The main takeaway here is that if we use a language that is very strict about types and effects, the function implementations are not needed by the agent. They can be inferred, and even if there are a handful of options, the output is always going to be the same based on the signature and we can unit test against this.

Effects

The effect system also helps give the agent more meaning to go off of. As a very quick example here are 2 signatures, one has IO access and the other does not. This is maybe 5 tokens to show to the AI that the function touches IO. Rather than in python where the agent would have to read the full implementation to see this. This is all enforced by the compiler too so it has no way to work around it:

-- pure: unit tested with haskell test assertions
parseKindEntry :: Value -> Maybe (ResourceKindId, ResourceSchema)

-- effectful: unit tested with a nix flake check which spins up a VM
applyResource :: ResourceKindId -> ResourceSchema -> IO (Either ApplyError ())

The inspiration

There is a program called PostgREST, which takes your Postgres schema and automatically creates HTTP endpoints so that you have REST API access to all of your database. It is written in Haskell, and it is clear that this is the most effective language for the tool. The tool is mostly schema parsing and middleware, so the functions are largely pure functions that make up a data pipeline and then the functions with side effects are the ones that expose the HTTP endpoint. This is the perfect model for what I'm describing.

My program

I am writing some code with deepseek in an openclaw session at the moment that mimics PostgREST, but uses the live state of a k8s cluster as the data. This will ingest the code into Haskell types, then expose a HTTP endpoint that allows you to do every query that you can do on a SQL database. I don't believe that this code would make sense in any other language. I will open source it at some point, but I wanted to share some of my experience both with taking loosely defined data and creating a query engine, and also squeezing the most out of the AI using token compression that comes entirely for free in Haskell.

Final thoughts

A lot of this post and exploration was triggered by the Claude Code source code leak.
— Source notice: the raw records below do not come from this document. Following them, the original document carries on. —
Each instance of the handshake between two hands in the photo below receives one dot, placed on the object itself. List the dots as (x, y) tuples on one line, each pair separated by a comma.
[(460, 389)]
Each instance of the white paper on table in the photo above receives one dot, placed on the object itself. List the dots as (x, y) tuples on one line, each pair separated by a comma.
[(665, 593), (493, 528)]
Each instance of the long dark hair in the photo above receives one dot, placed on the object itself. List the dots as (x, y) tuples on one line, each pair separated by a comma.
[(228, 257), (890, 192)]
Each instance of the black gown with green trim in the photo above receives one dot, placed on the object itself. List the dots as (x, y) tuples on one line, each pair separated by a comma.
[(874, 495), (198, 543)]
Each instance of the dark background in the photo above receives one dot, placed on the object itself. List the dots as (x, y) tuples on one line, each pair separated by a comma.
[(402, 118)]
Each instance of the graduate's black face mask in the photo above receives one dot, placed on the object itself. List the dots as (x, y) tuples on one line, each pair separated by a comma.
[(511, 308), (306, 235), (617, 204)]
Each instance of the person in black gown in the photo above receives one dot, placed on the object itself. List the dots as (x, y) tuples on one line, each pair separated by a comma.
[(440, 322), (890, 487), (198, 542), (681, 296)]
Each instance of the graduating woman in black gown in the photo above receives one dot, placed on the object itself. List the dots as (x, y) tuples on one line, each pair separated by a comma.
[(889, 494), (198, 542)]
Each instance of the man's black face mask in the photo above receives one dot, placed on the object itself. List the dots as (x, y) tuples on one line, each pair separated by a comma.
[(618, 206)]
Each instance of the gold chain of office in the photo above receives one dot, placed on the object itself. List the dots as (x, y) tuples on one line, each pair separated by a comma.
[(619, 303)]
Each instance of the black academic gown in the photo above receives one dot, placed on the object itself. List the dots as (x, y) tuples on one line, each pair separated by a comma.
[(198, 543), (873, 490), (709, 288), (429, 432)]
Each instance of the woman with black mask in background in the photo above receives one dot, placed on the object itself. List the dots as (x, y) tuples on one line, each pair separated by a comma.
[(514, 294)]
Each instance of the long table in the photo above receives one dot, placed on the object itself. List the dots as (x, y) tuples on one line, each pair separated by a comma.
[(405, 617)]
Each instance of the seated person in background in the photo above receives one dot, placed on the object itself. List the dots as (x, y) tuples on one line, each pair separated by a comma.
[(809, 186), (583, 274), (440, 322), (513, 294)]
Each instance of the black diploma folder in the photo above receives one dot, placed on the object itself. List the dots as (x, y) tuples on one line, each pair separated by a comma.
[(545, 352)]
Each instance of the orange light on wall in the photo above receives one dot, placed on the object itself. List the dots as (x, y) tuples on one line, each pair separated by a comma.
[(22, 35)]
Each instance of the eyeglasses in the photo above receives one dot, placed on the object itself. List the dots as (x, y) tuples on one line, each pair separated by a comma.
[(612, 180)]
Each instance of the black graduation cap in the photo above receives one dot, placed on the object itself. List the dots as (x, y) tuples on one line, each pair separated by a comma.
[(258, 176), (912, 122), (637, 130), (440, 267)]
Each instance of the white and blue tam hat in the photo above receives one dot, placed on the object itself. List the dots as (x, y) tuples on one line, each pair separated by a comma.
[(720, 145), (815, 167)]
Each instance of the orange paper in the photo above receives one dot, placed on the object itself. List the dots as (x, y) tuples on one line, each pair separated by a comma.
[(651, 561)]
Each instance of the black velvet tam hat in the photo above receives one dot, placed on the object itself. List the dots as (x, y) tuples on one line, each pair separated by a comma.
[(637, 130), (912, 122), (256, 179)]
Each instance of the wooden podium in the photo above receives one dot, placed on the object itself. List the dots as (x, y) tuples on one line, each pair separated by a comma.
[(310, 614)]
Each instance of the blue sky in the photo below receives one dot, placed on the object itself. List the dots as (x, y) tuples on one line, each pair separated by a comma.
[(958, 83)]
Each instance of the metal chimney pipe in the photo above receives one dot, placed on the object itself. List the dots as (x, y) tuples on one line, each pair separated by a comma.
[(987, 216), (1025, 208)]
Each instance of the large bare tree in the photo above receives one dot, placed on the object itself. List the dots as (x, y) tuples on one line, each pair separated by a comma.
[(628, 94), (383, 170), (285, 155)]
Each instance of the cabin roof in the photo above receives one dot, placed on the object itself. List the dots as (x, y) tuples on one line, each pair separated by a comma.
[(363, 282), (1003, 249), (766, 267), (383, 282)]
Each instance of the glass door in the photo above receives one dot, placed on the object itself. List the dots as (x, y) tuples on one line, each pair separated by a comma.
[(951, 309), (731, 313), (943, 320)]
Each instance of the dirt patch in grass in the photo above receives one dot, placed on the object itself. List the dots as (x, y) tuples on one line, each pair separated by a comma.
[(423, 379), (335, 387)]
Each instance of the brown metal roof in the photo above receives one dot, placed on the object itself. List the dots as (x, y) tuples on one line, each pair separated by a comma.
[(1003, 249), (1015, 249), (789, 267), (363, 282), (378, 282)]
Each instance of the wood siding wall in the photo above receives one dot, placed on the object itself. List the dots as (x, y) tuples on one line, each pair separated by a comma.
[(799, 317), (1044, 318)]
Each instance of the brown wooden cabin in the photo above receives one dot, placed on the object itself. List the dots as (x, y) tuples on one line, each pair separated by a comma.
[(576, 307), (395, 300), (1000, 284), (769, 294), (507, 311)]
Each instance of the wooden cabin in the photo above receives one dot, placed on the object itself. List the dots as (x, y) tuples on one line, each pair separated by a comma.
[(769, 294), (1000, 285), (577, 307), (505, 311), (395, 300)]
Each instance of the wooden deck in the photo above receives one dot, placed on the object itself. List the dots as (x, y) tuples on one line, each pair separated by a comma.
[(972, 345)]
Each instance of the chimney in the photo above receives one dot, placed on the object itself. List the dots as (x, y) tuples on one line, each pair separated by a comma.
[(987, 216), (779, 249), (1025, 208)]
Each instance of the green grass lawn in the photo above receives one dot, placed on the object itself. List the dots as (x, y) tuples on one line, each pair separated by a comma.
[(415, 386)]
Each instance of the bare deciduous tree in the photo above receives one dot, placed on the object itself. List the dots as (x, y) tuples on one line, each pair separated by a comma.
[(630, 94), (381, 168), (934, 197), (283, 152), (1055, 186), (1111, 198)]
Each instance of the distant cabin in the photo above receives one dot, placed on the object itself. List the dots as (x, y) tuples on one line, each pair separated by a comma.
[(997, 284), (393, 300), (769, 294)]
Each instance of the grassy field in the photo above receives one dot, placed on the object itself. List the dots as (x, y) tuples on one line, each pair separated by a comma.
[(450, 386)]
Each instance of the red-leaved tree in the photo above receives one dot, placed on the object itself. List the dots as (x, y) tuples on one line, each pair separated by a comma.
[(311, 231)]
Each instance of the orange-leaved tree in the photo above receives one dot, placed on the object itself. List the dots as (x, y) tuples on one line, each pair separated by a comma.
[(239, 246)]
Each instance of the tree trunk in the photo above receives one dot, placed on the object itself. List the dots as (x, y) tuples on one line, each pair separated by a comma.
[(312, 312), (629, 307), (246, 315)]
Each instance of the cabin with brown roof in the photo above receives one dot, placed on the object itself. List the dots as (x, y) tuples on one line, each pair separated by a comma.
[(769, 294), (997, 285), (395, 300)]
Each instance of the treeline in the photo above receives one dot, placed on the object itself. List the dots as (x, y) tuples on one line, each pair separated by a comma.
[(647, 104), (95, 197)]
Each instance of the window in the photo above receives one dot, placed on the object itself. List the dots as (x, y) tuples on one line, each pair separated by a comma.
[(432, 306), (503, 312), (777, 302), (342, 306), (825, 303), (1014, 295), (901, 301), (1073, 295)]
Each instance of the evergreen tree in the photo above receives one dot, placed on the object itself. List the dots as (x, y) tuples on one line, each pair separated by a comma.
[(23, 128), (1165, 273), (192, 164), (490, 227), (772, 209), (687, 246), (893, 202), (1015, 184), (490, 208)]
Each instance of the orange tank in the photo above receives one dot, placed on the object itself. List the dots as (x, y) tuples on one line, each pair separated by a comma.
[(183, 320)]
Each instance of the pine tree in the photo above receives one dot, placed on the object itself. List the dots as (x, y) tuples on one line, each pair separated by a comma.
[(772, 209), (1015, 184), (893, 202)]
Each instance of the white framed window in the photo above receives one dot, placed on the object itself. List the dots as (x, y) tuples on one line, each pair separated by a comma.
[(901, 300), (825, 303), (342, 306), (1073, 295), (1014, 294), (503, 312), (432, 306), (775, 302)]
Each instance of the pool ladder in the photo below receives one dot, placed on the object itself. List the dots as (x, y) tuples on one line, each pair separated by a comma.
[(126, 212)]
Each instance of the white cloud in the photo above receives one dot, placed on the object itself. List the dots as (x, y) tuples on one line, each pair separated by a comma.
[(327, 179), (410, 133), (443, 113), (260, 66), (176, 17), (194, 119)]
Somebody accidentally included a js map file in the npm release and leaked the code. It is 500k lines of typescript. I don't know how it got that bad but I also don't know how the AI is even able to ingest enough useful code in it's context. It can't even nearly ingest enough so they must be building it in a modular way, but I wanted to see if it is possible to give the AI the full picture of a complex program within the first 10k tokens. I think I have demonstrated this to some extent, you can just give it signatures, types and unit tests when you use a language with a powerful type system.